The two apps have a lot of things in common. They’re both incredibly thoughtfully designed, heavy on the cover art, and light on anything that isn’t relevant information. They both surface Rotten Tomatoes reviews, along with information about cast and plot. You can choose which services they search, so you’re not pressing Play then immediately getting shut down because you don’t pay for Showtime. Fan.TV (for iOS and Android) and Yahoo Video Guide (also iOS and Android) are both good for browsing through new and popular stuff, or for searching if you know what you’re looking for. The single worst thing about the streaming era is knowing what you want to watch, and not knowing where it is. Both apps solve that.

Yahoo Video Guide’s most fun unique feature is its Mood Picker. You pick a GIF from a set (“I’m feeling more ‘Fiery Dinosaur Burns Everything’ than ‘Hand Brushing Library Books’ tonight”) and the app picks a bunch of things you might like. You can pick a couple, even: Go with “Tense” and “Informed” and you’ll be offered a lot of documentaries and action movies starring the Rock.
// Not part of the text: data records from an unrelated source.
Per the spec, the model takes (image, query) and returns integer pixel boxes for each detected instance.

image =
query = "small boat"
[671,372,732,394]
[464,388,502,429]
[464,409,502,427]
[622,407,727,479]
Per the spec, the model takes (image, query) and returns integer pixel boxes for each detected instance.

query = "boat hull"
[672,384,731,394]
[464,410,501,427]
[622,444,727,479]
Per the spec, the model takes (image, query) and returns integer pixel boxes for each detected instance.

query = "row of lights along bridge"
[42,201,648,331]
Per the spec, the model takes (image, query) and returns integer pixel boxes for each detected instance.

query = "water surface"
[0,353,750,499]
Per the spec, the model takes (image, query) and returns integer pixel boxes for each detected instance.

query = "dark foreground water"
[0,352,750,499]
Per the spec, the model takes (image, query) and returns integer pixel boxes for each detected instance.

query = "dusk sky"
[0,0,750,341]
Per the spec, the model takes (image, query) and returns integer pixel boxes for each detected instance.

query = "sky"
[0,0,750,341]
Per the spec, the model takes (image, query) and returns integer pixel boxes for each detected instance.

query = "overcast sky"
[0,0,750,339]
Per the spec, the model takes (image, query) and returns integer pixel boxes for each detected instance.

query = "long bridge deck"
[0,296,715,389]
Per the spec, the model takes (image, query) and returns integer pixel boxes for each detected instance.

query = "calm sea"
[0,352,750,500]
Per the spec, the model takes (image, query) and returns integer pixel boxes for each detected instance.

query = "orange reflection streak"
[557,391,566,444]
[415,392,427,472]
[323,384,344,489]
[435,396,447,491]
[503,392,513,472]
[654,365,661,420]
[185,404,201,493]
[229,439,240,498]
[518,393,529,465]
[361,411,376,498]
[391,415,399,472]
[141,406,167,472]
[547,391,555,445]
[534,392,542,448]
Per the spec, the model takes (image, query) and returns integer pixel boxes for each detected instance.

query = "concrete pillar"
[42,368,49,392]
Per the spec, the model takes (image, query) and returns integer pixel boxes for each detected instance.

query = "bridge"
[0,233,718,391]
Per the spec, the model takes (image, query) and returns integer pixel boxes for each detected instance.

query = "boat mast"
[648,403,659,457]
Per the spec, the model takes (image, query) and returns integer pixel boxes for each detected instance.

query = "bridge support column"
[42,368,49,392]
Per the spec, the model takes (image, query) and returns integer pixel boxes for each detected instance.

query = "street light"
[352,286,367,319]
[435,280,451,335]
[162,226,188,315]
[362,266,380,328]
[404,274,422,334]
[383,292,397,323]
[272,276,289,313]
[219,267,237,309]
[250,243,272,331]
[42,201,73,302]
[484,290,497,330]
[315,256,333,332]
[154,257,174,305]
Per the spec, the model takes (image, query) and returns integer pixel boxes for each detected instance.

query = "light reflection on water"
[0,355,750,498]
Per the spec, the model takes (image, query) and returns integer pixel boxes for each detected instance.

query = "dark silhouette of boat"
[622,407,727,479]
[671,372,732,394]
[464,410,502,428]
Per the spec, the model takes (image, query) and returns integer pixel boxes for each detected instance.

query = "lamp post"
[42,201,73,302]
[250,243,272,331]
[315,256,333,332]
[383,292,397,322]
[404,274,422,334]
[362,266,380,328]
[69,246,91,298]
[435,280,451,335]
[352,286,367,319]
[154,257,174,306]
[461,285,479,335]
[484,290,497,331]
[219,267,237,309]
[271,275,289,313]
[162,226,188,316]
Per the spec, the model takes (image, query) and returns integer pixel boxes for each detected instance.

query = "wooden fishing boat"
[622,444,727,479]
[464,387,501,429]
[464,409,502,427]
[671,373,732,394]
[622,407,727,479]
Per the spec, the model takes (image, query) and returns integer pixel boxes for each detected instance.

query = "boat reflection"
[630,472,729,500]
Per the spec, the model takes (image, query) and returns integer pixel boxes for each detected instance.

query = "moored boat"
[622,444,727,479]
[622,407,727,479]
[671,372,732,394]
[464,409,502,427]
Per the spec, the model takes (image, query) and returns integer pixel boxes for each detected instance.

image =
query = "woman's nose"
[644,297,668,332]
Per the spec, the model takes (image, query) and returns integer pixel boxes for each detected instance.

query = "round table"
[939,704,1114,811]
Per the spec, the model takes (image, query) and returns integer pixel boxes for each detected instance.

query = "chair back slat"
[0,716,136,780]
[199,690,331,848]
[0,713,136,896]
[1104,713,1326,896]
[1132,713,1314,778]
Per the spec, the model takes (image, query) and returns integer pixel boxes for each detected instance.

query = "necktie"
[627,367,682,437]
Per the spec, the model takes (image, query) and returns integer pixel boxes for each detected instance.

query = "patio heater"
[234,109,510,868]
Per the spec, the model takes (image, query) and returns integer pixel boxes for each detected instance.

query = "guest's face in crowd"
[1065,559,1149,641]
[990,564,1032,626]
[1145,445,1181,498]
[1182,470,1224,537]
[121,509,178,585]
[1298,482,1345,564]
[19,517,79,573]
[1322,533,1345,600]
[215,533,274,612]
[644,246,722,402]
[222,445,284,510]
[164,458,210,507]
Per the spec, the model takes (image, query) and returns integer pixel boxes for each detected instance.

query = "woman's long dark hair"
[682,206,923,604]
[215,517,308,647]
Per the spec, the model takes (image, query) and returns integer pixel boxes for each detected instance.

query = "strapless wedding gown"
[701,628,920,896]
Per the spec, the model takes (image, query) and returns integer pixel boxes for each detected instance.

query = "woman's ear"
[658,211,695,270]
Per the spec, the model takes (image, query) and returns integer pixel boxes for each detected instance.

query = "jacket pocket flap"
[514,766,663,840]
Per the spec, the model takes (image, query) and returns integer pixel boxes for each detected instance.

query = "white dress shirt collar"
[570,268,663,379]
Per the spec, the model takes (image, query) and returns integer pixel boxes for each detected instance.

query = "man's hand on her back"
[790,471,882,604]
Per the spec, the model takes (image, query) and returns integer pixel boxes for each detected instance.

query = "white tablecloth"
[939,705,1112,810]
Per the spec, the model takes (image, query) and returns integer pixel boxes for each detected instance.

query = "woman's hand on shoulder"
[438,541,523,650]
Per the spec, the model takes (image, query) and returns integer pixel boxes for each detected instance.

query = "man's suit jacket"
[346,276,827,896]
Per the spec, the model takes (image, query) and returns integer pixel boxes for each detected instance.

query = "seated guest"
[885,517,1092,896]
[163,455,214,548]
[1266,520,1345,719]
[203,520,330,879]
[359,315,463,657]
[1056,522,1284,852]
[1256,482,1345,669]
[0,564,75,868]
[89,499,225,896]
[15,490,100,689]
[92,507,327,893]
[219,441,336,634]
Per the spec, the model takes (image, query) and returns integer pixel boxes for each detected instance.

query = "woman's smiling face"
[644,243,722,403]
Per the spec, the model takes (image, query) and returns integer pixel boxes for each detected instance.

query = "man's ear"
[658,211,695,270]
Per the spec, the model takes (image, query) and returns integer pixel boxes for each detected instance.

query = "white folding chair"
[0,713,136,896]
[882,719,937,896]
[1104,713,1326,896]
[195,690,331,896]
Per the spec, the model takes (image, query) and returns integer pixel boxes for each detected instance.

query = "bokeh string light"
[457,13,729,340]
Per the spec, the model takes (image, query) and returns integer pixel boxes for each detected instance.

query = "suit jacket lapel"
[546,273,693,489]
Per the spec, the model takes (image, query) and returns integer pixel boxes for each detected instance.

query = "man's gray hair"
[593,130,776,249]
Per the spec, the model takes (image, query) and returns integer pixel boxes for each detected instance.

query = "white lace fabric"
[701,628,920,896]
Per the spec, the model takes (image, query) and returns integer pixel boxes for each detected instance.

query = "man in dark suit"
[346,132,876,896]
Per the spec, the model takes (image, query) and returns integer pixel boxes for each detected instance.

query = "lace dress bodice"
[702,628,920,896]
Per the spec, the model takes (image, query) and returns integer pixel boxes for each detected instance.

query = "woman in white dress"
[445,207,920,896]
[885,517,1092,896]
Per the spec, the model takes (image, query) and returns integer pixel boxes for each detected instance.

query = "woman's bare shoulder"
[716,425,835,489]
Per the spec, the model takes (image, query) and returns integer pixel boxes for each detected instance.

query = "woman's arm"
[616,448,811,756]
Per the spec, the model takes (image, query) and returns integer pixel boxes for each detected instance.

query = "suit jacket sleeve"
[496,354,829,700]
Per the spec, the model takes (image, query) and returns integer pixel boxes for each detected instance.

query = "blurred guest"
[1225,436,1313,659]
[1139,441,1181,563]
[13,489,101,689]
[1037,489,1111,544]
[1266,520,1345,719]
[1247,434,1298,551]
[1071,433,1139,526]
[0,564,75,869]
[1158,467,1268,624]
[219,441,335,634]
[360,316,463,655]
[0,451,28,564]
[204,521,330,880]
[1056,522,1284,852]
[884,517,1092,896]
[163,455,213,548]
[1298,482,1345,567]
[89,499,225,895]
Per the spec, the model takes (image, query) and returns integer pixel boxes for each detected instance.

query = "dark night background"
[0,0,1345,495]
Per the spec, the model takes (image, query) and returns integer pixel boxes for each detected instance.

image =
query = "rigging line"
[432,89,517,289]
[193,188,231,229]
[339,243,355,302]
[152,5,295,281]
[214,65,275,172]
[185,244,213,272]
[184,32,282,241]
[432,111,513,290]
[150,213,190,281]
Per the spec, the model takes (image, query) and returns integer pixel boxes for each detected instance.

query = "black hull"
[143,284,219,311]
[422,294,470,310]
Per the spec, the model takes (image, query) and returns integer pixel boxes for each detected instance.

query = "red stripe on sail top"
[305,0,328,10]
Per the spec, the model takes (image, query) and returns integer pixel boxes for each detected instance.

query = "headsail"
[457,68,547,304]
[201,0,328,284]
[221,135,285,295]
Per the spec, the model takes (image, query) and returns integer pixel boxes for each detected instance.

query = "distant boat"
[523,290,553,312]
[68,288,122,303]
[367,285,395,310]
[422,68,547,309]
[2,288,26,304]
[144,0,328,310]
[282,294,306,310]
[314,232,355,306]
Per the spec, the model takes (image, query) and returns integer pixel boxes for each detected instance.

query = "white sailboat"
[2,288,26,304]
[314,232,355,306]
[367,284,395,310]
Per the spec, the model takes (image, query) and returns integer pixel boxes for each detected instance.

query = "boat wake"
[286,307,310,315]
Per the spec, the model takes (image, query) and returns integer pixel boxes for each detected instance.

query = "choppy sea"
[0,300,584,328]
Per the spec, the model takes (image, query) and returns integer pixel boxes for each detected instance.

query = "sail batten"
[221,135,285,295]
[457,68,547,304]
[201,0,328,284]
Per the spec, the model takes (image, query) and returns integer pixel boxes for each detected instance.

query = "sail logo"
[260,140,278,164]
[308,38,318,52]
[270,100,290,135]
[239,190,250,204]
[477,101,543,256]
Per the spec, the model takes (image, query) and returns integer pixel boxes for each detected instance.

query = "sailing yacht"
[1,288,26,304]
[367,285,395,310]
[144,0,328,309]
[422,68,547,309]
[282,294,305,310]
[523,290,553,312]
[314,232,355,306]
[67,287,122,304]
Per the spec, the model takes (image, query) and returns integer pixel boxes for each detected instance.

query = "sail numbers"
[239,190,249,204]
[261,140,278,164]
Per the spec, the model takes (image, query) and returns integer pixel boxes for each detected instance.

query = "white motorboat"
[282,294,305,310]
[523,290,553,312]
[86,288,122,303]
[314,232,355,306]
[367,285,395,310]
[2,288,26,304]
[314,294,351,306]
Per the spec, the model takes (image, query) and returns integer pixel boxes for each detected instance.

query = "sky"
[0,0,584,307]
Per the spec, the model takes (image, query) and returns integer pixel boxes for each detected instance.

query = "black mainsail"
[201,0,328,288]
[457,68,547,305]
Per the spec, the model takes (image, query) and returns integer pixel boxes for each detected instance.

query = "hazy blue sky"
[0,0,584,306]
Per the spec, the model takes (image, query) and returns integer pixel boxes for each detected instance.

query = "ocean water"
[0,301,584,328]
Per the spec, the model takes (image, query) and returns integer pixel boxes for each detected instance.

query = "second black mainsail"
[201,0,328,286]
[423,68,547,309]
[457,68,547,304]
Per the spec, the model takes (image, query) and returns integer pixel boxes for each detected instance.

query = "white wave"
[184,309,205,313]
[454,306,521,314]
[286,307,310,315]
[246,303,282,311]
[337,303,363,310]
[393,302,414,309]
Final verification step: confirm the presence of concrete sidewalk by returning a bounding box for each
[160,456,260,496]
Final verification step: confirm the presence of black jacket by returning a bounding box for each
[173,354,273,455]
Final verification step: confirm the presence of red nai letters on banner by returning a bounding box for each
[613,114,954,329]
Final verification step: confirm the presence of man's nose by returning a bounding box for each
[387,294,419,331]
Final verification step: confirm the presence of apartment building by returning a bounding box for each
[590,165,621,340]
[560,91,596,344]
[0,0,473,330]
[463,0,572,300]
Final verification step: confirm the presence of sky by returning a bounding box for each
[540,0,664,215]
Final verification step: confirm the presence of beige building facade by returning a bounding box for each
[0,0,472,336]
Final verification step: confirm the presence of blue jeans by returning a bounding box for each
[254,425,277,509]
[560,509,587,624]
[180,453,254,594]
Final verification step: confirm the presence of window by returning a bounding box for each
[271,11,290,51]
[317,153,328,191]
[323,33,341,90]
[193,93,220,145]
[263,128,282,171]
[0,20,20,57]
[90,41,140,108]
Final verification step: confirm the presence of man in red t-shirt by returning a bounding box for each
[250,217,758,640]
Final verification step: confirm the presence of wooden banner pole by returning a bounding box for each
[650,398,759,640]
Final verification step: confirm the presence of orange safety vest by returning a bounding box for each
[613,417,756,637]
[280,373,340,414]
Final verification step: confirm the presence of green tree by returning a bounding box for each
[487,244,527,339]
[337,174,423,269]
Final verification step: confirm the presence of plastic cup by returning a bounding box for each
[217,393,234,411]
Star a movie or show, and Yahoo adds it to a list of things you want to watch later. The whole experience is simple and clean in exactly the way your average TV Guide isn’t.

Fan.TV integrates linear TV listings next to the streaming stuff, which is handy. Its whole approach is also slightly more editorial than Yahoo’s. When you load the app, you get a bunch of lists of things you might want to watch, like “Spring Movies” and “Marathon Worthy.” The app’s a little more cluttered, which is good and bad. Good: You can watch trailers within the app with one tap. Bad: What the hell does the eye icon mean and how is it different from the plus icon, which opens a menu that lets me add things to a list with an eye icon?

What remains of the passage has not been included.